Viram deserves congratulations for publishing his very readable memoirs, Independence to Freedom, writes Amit Roy

Viram Jasani

By: Amit Roy

FEW people have done as much to make Indian classical music popular in Britain as the valiant Viram Jasani, whom we know well at Eastern Eye as he has been a judge in our Arts Culture & Theatre Awards (ACTA).

Viram deserves congratulations for publishing his very readable memoirs, Independence to Freedom (Austin Macauley Publishers), which he launched at a packed Nehru Centre in London last week.

I will be writing more about the book when I have read it cover to cover, but he has certainly been witness to the transformation of the United Kingdom over the last three-quarters of a century.

His memoir

He was born into a Gujarati family in Kenya in 1945 and came to England with his parents in 1949, so next year will mark the 75th anniversary of his arrival to these shores. He graduated from St Andrews University in 1967, and the School of Oriental and African Studies, London, in 1969.

At the Nehru Centre, Viram told his audience of one exchange when he was serving on the music panel of the Arts Council of Great Britain.

One of the stalwarts of the British music scene dismissed Viram’s demand for more generous support for Asian music.

“In the middle of one of these meetings, somebody piped up and said, ‘Why the hell should we fund Indian music?” he recalled. ‘How can you compare Indian music with Mozart or Beethoven?’
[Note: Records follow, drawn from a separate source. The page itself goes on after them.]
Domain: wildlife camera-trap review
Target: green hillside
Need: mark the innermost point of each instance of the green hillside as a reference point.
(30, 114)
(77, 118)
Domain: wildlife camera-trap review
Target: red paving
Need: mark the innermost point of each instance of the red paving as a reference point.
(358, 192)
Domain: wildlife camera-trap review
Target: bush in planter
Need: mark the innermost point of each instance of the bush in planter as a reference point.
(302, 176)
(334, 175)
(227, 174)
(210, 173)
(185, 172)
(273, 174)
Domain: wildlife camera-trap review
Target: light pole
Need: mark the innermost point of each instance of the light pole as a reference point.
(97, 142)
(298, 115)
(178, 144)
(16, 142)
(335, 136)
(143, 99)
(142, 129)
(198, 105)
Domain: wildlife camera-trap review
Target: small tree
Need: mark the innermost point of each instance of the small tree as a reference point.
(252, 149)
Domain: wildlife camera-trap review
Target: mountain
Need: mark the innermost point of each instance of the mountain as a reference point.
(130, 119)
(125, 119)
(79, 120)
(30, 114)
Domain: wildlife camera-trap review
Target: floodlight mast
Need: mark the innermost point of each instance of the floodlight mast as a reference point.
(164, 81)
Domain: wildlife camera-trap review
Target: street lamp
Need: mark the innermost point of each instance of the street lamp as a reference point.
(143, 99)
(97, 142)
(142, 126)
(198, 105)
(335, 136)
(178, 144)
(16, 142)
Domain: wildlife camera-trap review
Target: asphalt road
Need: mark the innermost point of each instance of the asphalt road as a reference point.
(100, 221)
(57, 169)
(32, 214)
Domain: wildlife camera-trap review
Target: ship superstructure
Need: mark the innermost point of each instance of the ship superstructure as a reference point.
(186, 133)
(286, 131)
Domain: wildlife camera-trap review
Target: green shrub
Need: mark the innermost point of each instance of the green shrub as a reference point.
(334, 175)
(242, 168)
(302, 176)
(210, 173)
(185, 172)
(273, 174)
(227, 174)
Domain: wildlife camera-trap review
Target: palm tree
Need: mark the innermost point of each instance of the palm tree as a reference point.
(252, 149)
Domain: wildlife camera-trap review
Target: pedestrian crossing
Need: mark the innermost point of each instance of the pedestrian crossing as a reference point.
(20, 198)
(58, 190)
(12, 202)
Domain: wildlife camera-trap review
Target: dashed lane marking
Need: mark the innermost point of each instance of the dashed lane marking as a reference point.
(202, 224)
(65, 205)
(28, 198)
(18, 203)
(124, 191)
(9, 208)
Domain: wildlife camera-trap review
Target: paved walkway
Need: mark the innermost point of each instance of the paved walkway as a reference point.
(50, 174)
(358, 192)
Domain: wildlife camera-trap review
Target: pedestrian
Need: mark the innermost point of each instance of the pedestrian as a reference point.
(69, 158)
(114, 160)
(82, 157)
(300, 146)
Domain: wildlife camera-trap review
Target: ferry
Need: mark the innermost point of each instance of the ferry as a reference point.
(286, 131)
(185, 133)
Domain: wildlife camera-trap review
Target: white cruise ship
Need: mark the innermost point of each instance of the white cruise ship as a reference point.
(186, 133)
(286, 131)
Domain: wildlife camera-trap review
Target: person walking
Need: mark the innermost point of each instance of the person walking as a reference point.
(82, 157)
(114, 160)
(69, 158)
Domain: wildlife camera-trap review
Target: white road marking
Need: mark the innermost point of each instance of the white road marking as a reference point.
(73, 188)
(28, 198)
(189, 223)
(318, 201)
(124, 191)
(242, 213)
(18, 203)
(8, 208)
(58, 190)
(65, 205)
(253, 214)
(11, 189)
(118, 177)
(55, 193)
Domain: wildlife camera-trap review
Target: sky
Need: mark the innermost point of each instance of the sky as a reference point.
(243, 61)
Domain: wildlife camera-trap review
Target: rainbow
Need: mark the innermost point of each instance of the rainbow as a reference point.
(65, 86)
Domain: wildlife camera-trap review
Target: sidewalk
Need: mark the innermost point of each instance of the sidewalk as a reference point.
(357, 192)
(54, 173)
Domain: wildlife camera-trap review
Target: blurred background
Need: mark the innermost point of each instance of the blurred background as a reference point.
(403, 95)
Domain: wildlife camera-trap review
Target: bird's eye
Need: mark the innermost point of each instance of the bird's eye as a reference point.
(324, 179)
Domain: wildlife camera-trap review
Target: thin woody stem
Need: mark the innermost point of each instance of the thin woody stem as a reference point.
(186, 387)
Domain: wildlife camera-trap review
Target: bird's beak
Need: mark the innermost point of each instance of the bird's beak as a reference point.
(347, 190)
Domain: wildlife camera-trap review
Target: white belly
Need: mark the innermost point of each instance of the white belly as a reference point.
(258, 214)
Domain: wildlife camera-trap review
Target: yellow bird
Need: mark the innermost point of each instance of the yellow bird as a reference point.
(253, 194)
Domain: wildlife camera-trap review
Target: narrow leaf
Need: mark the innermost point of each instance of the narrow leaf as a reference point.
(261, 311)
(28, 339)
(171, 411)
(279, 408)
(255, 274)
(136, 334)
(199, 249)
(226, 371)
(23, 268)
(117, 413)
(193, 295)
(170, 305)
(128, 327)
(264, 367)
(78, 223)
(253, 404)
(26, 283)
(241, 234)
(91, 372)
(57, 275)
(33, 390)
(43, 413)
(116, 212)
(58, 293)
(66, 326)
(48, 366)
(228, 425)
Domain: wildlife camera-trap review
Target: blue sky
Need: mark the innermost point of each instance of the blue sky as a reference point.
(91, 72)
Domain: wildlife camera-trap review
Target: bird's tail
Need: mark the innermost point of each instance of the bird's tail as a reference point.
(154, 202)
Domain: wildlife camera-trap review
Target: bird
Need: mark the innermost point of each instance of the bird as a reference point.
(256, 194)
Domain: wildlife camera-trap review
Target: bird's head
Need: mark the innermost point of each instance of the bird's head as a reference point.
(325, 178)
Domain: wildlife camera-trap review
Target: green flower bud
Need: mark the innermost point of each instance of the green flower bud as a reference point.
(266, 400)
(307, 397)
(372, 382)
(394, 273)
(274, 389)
“And this was a shocking thing to say in the music panel of the Arts Council of Great Britain. There was no discussion whatsoever about what is art, what’s the importance of art? How can art be used for the spiritual wellbeing of our society where everybody can be kept happy?”

Viram added: “Last year or the year before, I read an article in the Guardian that he [the person concerned] had to resign because he had been accused of racism.”

For 25 years, that man had used his position at the helm of the British arts establishment to keep Indian classical music out of the mainstream.

Viram revealed Indian spiritual values had helped him retain his sanity. In his book, he reveals: “I feel fortunate that my father had given me his copy of the Bhagavad Gita translated and with commentary by Dr S Radhakrishnan. I find his writings, his ideas, very inspiring; often it feels as if he knew what I was thinking or feeling, and he was able to articulate what was in my mind. That is the universal message of the Bhagavad Gita.”

Dr Radhakrishnan’s translation certainly seems worth getting. He was the Spalding Chair of Eastern Religion and Ethics at Oxford from 1936 to 1952, and president of India from 1962-1967.